To test without modifying the system-wide configuration, use a local config file:

buildah --registries-conf=/path/to/registries.conf pull quay.io/fedora/fedora@sha256:...
# or
CONTAINERS_REGISTRIES_CONF=/path/to/registries.conf skopeo copy \
    docker://quay.io/fedora/fedora@sha256:... oci:image:latest

Alternatively, address the cache directly as a registry (useful for ad-hoc testing without any registries.conf changes):

skopeo copy --src-tls-verify=false --src-no-creds \
    docker://cache-host:8080/fedora/fedora@sha256:... oci:image:latest

Request and response format

The handler receives API Gateway v2 (HTTP API) events with a {path+} catch-all route parameter. The path mirrors the origin URL structure:

  • Input: event["pathParameters"]["path"] – everything after the hostname, e.g. pub/fedora/linux/updates/44/Everything/x86_64/Packages/f/foo-1.0.fc44.x86_64.rpm or v2/fedora/fedora/manifests/sha256:abc123
  • 302 redirect: RPM and blob responses are redirects via the Location header, pointing to either the origin URL or a presigned S3 URL
  • 200: OCI health check and manifest responses are returned inline
  • 400: returned only when pathParameters or path is missing

Deployment

  • Container image: quay.io/cki/rpm-cache
  • S3 key prefix: RPMs are stored under cache/pub/...; OCI artifacts use flat content-addressed keys under cache/oci/<digest> (deduplicating across image names since OCI digests are content-addressed)
  • Deployment config: lives in the deployment-all repo as an Ansible playbook using the cki_aws_lambda role (same pattern as receiver)
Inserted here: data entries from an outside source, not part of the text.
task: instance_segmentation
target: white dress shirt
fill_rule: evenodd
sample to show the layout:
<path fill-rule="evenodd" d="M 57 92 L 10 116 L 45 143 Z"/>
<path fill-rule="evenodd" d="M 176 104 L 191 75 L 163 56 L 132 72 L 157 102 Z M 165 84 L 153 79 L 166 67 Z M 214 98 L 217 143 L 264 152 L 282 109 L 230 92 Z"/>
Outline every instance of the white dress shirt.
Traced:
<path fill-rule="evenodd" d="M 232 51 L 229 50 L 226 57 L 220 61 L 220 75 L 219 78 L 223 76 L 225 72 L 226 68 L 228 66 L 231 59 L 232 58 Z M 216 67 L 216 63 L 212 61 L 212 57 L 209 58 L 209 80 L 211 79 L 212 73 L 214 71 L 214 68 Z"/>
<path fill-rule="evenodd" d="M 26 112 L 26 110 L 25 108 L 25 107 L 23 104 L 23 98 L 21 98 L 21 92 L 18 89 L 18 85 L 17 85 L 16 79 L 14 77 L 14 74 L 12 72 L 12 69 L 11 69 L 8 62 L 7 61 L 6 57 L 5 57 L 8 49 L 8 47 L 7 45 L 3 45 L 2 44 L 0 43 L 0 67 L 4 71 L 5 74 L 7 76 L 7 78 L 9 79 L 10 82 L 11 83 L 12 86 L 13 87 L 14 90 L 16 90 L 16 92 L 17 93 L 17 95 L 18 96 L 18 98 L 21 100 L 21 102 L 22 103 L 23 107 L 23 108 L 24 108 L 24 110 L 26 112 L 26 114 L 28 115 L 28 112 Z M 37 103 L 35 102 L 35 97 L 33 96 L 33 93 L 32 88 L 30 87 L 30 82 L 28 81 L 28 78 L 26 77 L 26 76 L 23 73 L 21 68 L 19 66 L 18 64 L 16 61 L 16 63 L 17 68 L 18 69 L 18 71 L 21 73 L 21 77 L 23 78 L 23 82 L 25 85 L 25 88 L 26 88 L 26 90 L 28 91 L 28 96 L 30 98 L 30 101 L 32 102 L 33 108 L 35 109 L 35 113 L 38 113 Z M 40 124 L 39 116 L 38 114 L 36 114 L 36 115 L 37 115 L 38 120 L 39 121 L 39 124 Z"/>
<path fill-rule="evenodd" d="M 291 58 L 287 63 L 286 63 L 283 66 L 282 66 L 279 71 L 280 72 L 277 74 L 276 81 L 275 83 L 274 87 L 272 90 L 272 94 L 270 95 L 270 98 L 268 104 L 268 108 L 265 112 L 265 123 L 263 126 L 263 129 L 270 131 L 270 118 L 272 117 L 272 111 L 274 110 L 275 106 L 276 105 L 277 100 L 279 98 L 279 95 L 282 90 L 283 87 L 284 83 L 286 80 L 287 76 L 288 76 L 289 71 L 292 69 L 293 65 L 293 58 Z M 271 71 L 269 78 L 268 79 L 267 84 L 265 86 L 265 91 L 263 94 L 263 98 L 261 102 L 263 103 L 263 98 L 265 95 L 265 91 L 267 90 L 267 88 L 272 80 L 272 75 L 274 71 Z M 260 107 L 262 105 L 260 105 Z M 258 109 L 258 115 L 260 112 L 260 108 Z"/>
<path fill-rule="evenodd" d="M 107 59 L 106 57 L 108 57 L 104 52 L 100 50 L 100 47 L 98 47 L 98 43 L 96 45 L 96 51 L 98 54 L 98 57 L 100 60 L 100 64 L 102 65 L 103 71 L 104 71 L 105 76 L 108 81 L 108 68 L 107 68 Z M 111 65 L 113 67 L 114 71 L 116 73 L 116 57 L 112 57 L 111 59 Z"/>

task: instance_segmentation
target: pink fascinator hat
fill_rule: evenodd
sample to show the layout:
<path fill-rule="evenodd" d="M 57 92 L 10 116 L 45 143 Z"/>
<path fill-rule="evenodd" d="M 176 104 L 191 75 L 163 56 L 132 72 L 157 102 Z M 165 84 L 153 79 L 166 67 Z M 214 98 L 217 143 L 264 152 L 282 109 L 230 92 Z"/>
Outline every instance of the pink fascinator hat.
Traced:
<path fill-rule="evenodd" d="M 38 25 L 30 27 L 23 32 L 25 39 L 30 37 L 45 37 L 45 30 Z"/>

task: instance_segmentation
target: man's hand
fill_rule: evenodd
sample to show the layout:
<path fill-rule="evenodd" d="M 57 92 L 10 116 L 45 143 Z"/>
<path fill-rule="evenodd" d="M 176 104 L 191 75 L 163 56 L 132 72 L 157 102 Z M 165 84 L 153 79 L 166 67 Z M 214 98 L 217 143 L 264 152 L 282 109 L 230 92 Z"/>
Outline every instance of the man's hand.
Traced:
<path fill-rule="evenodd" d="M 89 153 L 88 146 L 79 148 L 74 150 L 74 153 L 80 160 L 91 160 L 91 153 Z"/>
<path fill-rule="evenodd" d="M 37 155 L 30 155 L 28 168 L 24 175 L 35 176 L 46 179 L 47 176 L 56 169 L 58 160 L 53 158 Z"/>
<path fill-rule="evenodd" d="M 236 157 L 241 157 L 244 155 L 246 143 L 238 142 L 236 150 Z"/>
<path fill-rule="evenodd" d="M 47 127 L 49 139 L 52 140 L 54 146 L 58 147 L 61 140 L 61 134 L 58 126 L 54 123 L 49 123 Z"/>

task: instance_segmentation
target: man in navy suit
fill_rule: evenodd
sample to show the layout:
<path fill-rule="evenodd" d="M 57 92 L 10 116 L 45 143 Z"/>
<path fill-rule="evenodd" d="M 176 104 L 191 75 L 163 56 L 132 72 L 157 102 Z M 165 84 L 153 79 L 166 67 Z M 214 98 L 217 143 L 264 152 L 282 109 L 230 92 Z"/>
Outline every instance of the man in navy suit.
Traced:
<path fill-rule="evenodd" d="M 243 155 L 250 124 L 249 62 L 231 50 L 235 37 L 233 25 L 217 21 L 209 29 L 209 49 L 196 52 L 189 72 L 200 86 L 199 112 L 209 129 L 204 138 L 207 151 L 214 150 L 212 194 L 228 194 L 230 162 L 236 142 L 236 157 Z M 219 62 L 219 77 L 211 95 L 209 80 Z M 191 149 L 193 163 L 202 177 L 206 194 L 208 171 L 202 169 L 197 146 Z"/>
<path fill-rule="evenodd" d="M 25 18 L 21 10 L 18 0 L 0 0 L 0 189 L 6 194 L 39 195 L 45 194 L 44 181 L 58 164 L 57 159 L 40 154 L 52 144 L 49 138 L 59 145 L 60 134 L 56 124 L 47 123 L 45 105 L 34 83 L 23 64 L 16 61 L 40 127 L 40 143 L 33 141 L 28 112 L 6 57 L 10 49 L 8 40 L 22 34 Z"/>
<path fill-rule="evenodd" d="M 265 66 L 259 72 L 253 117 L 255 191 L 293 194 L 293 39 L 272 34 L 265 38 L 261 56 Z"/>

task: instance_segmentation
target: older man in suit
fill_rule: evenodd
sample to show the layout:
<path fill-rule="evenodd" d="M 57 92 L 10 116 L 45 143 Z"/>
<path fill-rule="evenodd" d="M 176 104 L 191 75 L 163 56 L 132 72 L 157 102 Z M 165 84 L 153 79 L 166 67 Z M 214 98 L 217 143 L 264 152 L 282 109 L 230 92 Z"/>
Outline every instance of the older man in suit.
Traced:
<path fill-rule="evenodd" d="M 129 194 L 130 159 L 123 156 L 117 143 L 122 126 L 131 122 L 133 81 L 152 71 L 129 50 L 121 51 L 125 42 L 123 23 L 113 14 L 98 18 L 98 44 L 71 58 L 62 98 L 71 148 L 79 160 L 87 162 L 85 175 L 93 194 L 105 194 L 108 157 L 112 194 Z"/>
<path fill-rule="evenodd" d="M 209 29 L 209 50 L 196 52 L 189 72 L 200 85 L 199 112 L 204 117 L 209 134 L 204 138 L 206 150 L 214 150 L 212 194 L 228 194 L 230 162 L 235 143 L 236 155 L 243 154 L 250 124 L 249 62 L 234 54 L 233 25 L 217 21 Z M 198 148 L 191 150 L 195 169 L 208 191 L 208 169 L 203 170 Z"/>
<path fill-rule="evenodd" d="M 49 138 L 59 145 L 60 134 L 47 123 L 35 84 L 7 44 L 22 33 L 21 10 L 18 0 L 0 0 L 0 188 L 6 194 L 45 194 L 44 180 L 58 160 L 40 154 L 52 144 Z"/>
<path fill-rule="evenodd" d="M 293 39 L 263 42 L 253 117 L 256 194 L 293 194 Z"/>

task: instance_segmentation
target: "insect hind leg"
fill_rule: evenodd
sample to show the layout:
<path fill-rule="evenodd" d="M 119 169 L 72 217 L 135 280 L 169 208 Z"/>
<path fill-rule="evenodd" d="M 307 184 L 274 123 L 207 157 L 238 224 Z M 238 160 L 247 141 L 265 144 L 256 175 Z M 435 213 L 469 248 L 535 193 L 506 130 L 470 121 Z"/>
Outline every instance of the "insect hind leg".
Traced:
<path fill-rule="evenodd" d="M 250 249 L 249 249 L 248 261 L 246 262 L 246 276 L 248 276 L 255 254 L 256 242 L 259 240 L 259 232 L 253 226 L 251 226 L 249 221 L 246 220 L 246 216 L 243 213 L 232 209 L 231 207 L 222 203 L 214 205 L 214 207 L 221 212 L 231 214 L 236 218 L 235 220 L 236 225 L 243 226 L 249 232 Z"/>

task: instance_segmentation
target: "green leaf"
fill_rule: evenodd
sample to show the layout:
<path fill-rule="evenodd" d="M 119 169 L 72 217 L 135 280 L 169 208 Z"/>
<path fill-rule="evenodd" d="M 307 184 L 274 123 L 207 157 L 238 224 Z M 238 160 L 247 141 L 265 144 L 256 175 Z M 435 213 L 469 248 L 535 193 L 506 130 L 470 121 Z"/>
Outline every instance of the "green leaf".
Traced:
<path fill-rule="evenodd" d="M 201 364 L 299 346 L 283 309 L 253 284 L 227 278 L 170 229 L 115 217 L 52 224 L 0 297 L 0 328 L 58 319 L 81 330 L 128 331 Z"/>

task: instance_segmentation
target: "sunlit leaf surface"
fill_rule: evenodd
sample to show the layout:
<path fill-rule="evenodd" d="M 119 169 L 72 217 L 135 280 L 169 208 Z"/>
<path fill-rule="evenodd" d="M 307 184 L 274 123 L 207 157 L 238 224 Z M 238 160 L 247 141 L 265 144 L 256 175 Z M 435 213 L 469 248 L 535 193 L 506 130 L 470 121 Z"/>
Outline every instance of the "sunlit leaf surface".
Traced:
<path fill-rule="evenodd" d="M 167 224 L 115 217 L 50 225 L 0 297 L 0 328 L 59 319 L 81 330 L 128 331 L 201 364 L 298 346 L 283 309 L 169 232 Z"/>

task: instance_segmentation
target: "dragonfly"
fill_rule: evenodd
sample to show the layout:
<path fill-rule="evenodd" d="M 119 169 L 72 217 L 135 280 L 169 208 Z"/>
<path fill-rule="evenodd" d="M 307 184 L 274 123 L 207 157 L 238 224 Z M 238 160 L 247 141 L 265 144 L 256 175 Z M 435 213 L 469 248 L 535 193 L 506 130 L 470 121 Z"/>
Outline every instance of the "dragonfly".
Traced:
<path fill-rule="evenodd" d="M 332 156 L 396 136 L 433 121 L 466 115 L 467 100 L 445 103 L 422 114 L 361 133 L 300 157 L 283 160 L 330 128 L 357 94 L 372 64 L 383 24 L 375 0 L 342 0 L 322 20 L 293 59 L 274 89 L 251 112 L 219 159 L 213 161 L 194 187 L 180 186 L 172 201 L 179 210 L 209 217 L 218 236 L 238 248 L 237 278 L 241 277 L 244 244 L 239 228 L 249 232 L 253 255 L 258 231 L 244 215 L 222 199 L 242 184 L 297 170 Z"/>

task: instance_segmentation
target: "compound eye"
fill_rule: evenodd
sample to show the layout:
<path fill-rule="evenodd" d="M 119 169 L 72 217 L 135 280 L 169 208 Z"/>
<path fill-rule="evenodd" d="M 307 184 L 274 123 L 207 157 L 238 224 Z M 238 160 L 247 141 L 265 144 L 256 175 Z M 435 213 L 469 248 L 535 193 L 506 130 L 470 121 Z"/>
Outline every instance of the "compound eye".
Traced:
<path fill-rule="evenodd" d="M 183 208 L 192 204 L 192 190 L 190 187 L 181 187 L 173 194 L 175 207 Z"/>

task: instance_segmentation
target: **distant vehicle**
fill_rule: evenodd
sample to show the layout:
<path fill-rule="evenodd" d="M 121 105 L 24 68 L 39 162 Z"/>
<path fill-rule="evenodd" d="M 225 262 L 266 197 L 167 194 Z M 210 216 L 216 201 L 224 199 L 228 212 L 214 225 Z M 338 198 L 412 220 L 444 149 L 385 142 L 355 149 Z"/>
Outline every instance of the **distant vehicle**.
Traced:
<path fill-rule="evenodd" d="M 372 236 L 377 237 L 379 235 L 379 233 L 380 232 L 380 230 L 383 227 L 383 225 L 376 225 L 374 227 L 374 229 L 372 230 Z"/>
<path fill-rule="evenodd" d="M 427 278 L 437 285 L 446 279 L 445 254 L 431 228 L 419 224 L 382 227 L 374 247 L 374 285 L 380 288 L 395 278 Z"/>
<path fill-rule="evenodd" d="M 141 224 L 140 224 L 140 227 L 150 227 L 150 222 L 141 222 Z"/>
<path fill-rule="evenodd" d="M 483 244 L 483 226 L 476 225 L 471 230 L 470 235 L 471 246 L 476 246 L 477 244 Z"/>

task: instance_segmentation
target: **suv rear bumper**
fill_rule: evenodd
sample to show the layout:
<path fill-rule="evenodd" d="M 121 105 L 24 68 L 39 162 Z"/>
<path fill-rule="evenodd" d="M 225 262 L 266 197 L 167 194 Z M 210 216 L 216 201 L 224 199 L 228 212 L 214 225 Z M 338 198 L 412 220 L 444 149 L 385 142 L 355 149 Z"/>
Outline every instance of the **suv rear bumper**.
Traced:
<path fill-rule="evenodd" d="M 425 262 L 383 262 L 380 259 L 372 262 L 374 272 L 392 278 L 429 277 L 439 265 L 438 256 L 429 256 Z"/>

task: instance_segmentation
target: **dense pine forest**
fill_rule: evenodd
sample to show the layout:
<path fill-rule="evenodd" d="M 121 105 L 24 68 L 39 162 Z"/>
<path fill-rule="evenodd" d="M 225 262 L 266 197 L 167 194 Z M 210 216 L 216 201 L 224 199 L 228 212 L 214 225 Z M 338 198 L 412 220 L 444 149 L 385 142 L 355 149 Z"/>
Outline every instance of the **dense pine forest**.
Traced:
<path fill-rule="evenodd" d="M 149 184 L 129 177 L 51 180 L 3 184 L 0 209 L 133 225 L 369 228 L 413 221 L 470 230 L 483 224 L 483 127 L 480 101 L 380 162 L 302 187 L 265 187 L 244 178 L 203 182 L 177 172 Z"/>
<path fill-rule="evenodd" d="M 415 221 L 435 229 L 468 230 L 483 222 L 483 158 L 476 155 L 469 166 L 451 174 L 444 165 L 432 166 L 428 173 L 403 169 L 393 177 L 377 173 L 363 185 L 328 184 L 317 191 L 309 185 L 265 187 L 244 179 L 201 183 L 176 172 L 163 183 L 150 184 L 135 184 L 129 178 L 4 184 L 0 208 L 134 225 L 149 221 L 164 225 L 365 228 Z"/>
The image can also be run as a plain HTTP server for integration testing:

python -m cki_tools.rpm_cache serve

Testing

  • Unit tests: python -m pytest tests/test_rpm_cache.py
  • Integration tests: inttests/images/rpm-cache/ (runs via CI image inttest job, or locally with tox -e image -- inttests/images/rpm-cache). The OCI integration test deploys the image in HTTP serving mode and uses skopeo copy to pull a real Fedora image through the cache.

Design rationale

This module intentionally avoids depending on cki-lib to keep the Lambda image small (12 pip packages vs 41+). See the module docstring in cki_tools/rpm_cache.py for details.